If you run out of memory while compiling, remove `ninja`:

```bash
mamba remove ninja
```
and try again.

> 🐢 This will slow down the build process but significantly reduce memory usage.


## 2. 📚 Dataset Preparation
With the provided configurations, dataset files should be placed inside the `data` folder. **Do not extract the archive files**—the code reads directly from the compressed archives.

### ShapeNetCore
1. Request access via [ShapeNet/ShapeNetCore-archive](https://huggingface.co/datasets/ShapeNet/ShapeNetCore-archive) on Hugging Face.
2. After approval, download `ShapeNetCore.v2.zip` and place it in the `data` folder.

### ModelNet40
```bash
wget -P data http://modelnet.cs.princeton.edu/ModelNet40.zip
```
> 📖 For more information, visit the [ModelNet40 project page](https://modelnet.cs.princeton.edu/).

### ScanObjectNN

1. Visit the [ScanObjectNN website](https://hkust-vgd.github.io/scanobjectnn/) and agree to the terms of use.
2. Download the dataset `h5_files.zip` and place it in the `data/ScanObjectNN` directory.

```bash
mkdir -p data/ScanObjectNN
# Replace the placeholder below with the actual download link after gaining access
wget -P data/ScanObjectNN <DOWNLOAD_LINK>
```

### ModelNet40 Few-Shot
1. Download the dataset from [ModelNet40 Few-Shot](https://drive.google.com/drive/folders/1gqvidcQsvdxP_3MdUr424Vkyjb_gt7TW?usp=sharing), by selecting all files and downloading them as a zip file `ModelNetFewshot.zip`.
2. Place the zip file in the data folder: `data`.
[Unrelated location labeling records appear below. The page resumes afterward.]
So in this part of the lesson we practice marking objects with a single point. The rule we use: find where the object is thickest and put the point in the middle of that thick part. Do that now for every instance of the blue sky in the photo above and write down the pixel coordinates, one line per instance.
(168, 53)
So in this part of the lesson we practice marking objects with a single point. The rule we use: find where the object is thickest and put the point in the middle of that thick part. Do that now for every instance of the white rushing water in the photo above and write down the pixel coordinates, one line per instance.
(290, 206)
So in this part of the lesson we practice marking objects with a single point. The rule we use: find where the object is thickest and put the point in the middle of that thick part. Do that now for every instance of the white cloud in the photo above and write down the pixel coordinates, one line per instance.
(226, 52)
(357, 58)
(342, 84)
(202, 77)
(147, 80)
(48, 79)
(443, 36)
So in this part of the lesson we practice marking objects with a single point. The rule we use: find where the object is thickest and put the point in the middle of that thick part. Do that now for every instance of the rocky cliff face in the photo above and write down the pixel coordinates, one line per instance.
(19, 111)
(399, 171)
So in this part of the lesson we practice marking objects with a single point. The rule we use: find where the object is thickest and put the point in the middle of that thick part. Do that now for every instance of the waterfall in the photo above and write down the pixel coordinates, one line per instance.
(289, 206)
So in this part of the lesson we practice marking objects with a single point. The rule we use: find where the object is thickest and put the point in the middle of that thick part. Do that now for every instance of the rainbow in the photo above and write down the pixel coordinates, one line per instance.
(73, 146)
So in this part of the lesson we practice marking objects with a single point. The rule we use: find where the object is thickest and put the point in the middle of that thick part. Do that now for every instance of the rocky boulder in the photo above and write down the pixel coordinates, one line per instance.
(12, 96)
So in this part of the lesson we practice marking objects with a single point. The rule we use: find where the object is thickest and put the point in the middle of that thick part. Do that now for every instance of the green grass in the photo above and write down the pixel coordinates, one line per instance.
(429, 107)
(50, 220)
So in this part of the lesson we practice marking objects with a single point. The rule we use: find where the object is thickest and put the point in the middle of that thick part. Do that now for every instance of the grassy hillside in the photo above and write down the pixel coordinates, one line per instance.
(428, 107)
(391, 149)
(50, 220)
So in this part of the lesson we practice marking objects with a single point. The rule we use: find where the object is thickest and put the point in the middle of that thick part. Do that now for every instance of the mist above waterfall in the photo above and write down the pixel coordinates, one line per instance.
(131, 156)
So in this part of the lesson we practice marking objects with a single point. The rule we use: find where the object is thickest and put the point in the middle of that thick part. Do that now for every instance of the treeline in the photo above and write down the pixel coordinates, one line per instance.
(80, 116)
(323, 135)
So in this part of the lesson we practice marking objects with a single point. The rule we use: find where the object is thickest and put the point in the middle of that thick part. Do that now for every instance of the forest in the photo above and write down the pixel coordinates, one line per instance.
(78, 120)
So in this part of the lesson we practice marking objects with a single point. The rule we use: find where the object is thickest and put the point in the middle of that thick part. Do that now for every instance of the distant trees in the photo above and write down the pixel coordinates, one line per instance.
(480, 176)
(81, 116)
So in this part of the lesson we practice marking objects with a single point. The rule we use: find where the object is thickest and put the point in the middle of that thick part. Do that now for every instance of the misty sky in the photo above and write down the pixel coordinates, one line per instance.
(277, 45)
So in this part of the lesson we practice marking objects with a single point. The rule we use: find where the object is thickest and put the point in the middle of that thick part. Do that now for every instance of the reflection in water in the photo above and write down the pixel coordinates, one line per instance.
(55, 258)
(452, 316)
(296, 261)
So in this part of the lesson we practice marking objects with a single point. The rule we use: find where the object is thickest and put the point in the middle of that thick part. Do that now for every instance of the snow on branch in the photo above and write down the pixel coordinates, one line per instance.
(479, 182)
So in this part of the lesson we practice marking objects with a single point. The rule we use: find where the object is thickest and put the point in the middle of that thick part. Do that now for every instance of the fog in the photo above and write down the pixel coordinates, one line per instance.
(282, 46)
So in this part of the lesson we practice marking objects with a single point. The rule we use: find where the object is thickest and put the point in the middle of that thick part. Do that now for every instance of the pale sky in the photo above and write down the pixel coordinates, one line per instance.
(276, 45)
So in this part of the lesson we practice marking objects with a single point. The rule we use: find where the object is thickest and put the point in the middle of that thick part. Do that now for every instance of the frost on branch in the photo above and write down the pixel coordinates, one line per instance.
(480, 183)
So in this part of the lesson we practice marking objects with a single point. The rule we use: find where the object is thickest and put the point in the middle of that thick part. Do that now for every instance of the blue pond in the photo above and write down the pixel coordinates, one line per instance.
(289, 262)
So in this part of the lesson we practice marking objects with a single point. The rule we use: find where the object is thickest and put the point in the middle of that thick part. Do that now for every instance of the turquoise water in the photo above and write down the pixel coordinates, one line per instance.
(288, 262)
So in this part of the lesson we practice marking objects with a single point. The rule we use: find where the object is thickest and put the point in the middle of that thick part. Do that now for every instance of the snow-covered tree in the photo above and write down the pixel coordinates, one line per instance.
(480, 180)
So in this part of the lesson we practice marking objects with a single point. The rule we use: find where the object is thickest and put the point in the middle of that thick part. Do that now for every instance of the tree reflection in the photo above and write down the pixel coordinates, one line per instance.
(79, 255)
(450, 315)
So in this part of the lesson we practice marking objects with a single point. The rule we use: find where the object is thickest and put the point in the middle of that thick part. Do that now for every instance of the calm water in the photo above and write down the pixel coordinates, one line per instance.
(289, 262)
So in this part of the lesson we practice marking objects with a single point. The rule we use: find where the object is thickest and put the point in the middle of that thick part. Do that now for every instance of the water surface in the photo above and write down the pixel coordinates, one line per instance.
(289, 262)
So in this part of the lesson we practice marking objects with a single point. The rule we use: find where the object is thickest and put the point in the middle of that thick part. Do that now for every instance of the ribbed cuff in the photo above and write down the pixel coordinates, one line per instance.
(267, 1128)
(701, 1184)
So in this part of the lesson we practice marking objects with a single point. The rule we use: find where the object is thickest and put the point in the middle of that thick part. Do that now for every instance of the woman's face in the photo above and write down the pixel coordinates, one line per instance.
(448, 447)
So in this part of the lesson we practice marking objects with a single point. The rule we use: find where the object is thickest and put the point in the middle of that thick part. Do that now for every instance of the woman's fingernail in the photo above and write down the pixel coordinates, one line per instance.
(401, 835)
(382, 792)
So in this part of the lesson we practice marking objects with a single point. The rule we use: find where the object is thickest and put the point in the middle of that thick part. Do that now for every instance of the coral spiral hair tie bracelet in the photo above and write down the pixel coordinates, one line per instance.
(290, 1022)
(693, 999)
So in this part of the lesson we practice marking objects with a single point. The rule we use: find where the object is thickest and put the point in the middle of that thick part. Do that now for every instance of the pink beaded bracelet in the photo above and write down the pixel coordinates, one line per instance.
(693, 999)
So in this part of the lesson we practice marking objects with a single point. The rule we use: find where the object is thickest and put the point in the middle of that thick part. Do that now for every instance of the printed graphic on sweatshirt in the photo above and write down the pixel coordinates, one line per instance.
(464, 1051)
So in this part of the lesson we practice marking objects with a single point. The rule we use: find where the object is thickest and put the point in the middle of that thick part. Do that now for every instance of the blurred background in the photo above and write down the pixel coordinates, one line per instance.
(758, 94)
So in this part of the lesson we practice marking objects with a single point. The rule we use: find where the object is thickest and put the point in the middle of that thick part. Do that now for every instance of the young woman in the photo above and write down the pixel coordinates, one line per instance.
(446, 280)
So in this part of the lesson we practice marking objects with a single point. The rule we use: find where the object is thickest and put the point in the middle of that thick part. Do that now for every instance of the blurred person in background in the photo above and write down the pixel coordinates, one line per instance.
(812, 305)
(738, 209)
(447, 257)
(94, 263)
## 3. 🏃‍♂️ Running the Code

### Pre-training AsymDSD-S on ShapeNetCore

To start pretraining the small version of AsymDSD on ShapeNetCore, run:

```bash
sh shell_scripts/sh/train_ssrl.sh
```

> 🧭 You may be prompted to log in to Weights & Biases (wandb).
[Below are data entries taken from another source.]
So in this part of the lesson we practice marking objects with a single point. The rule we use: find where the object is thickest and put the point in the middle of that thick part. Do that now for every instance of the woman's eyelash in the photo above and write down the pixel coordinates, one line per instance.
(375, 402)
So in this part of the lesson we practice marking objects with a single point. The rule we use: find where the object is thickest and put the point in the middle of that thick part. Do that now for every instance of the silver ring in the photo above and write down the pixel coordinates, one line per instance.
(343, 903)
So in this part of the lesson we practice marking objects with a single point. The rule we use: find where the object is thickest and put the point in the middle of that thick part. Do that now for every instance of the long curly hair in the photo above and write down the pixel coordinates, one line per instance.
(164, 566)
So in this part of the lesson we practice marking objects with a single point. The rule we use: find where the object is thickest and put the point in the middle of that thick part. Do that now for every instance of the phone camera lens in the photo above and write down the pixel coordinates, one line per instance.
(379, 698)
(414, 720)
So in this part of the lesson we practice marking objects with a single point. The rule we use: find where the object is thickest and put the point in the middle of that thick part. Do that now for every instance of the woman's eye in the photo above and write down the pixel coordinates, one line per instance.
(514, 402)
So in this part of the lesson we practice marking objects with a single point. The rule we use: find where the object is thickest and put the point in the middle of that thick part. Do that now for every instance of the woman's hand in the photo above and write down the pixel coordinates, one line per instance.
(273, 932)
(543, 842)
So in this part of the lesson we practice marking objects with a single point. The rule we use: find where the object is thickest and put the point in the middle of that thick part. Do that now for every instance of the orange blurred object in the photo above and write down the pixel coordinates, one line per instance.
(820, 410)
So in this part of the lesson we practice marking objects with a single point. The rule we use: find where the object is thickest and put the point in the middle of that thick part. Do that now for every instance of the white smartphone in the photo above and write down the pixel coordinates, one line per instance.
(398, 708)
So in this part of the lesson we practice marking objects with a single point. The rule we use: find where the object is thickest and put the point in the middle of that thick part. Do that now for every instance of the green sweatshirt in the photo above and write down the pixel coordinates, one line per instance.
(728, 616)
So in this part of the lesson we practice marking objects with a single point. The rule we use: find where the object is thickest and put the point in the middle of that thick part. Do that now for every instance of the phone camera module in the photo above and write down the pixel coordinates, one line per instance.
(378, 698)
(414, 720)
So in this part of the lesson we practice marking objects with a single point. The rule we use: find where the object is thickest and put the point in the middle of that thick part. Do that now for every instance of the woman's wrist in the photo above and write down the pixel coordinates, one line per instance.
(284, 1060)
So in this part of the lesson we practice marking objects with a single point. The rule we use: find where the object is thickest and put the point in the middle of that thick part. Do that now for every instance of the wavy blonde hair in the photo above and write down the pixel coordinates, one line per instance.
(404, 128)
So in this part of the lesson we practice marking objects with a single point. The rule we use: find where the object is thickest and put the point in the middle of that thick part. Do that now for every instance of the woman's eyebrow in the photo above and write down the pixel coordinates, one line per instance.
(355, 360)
The first time you run this, it will compile and preprocess the datasets. This process may take a while, but all data is cached under the `data` directory—making subsequent runs much faster.

### Training with CLS or MPM Modes

To train with specific modes, use the corresponding configuration files:

* **MPM mode**:

  ```bash
  sh shell_scripts/sh/train_ssrl.sh --model configs/ssrl/variants/model/ssrl_model_mask.yaml
  ```

* **CLS mode**:

  ```bash
  sh shell_scripts/sh/train_ssrl.sh --model configs/ssrl/variants/model/ssrl_model_cls.yaml
  ```

> 💡 To accelerate pre-training, you can disable evaluation callbacks by editing the trainer config file, or skip all callbacks by passing `--trainer.callbacks null`

### Evaluation
To evaluate the model on **object recognition tasks**, use the following command:

```bash
python shell_scripts/py/train_neural_classifier_all.py --runs <num_eval_runs> --model.encoder_ckpt_path <path_to_model>
``` 

For the **MPM** pre-trained version without a **CLS**-token, you can add:
```bash
--model configs/classification/variants/model/classification_model_mask.yaml
```

For **few-shot** evaluation on **ModelNet40**:
```bash
python shell_scripts/py/train_neural_classifier_all.py --model.encoder_ckpt_path <path_to_model>
```

> 🔍 You can find logged results on Weights and Biases. A link to the run is provided in the script output. 

## 4. 🔮 Future Releases on Public Repository

We plan on releasing the following resources:

* **Pre-trained Models**: Checkpoints for both small and base versions of **AsymDSD**, including **AsymDSD-CLS** and **AsymDSD-MPM**.
* **Additional Datasets**: Dataset preparation modules including *Mixture* and *Objaverse*.
* **Training Scripts**: Full training configurations for larger model variants and part segmentation on ShapeNet-Part.